One side of the tent slapped noisily in the wind as they approached it, harsh as a whipcrack, and a man in a short padded jacket and torn rubber boots came out with a wooden mallet and a handful of iron pegs. He knelt on the ground and started to hammer one of the rope loops into the ice-bound earth.
‘Are there any animals?’ Chang asked in Russian.
‘Round the back.’ The circus man didn’t look up.
‘ Spasibo.’
The question surprised Lydia. She didn’t know he had an interest in animals. Back home in China when she showed him her pet rabbit, he’d wanted to eat it. That memory made her smile.

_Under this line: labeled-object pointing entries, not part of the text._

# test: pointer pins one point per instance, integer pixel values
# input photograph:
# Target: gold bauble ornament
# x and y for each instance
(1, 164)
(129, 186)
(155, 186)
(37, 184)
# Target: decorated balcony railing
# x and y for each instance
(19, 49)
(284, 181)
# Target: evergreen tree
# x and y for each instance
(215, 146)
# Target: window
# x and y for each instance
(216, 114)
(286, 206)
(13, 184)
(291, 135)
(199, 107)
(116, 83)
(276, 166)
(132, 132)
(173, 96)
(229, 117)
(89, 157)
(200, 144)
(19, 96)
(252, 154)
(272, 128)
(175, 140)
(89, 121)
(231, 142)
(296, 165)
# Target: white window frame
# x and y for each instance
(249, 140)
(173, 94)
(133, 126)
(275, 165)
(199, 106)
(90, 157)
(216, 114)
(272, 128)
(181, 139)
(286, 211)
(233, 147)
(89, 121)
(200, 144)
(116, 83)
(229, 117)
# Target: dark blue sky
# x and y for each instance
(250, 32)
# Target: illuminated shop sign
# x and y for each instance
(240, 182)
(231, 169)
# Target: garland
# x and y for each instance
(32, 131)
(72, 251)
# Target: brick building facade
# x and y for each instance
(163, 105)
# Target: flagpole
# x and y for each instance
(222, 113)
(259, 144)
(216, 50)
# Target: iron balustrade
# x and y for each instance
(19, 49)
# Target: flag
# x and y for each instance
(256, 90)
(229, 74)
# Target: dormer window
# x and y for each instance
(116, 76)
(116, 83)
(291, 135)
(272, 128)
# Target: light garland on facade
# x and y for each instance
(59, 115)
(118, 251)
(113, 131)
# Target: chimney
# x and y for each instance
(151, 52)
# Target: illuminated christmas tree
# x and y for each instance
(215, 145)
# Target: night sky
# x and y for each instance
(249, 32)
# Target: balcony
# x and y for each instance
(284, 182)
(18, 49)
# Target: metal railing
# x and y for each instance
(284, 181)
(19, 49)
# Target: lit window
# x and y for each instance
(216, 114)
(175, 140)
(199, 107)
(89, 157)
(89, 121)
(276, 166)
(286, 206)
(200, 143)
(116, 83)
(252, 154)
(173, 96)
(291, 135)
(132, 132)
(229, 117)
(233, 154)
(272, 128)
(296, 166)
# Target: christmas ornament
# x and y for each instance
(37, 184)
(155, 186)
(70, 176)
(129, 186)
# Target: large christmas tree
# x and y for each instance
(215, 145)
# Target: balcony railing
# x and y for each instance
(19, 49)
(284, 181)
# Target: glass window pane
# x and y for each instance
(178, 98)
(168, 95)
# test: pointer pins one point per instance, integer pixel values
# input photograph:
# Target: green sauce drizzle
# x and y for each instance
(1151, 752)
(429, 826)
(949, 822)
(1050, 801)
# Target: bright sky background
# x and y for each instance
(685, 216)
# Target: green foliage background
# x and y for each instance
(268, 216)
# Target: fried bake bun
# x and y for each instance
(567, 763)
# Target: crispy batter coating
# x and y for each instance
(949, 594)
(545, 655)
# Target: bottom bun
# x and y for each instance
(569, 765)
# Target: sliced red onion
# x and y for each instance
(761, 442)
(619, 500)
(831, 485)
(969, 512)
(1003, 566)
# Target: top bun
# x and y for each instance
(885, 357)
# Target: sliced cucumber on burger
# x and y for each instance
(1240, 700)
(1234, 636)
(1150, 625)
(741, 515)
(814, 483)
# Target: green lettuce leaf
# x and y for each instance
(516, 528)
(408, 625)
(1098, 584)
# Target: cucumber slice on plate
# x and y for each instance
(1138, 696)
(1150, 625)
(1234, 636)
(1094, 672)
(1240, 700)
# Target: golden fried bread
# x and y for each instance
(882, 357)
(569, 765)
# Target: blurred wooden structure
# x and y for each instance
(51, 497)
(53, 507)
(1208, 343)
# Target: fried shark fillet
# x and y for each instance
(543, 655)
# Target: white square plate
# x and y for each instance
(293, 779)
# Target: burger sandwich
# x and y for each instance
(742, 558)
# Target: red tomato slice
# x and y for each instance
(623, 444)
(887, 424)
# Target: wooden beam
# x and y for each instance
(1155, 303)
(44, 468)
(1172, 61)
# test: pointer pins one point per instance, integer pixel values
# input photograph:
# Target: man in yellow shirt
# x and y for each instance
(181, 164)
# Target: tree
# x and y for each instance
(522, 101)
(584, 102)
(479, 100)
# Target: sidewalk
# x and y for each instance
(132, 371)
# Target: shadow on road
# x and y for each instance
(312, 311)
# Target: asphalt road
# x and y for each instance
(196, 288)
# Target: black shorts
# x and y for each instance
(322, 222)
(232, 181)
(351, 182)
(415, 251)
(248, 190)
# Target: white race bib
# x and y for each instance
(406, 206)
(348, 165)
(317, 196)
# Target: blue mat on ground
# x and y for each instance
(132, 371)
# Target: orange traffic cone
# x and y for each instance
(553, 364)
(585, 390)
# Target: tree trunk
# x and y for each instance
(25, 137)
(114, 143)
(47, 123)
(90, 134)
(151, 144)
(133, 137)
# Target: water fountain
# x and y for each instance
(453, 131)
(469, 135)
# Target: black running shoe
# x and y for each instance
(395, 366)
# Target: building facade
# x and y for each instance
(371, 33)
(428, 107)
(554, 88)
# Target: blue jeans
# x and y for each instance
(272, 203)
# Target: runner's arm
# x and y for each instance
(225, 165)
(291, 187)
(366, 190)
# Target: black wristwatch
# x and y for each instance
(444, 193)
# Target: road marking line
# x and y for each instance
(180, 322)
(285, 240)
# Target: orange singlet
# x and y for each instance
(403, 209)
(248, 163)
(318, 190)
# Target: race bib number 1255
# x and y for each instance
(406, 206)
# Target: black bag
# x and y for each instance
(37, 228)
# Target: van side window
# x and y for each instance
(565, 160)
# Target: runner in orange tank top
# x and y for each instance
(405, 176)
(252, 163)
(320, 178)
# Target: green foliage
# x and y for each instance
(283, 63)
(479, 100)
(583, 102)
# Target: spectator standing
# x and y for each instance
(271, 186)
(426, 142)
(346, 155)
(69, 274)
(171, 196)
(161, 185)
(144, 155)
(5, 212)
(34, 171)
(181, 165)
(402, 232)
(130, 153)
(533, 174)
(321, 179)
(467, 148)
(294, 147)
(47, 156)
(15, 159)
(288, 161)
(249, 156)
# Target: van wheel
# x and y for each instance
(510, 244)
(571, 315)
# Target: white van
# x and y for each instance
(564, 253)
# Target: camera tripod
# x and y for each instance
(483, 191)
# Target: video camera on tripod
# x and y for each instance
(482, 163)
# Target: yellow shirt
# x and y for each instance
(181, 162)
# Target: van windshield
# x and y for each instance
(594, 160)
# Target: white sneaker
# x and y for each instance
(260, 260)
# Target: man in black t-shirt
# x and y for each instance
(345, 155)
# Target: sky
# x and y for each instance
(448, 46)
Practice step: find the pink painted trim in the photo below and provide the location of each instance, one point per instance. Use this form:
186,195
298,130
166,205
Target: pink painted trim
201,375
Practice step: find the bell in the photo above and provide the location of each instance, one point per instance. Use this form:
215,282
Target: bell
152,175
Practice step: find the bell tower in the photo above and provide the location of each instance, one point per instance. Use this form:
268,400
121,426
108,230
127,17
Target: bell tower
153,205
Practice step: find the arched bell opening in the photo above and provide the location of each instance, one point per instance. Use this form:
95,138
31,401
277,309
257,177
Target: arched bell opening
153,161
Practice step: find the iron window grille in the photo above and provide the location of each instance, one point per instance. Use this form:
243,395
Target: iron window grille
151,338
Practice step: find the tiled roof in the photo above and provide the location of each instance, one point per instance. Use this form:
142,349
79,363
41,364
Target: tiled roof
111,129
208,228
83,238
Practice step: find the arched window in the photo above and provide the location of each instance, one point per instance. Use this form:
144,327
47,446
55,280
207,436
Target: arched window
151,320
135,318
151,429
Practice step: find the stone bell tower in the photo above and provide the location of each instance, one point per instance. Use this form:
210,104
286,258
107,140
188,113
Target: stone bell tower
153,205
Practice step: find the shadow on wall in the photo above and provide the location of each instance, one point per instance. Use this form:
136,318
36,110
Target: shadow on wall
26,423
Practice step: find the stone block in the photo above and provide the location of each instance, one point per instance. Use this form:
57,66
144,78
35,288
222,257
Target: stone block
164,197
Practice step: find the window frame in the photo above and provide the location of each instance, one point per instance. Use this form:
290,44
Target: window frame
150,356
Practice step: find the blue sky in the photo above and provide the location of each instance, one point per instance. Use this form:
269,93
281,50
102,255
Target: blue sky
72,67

They stepped over the guy ropes and followed a well-trodden mud path that skirted the tent and led to a row of wagons at the back. The vehicles were painted in great splashes of colour with designs of circus acts – a lion tamer curling a whip, a ballerina upside down on horseback – and though most of the trucks were closed up, several had their sides pinned back to reveal cages within. A rope fence stretched several feet in front of the bars to deter the public from approaching too close.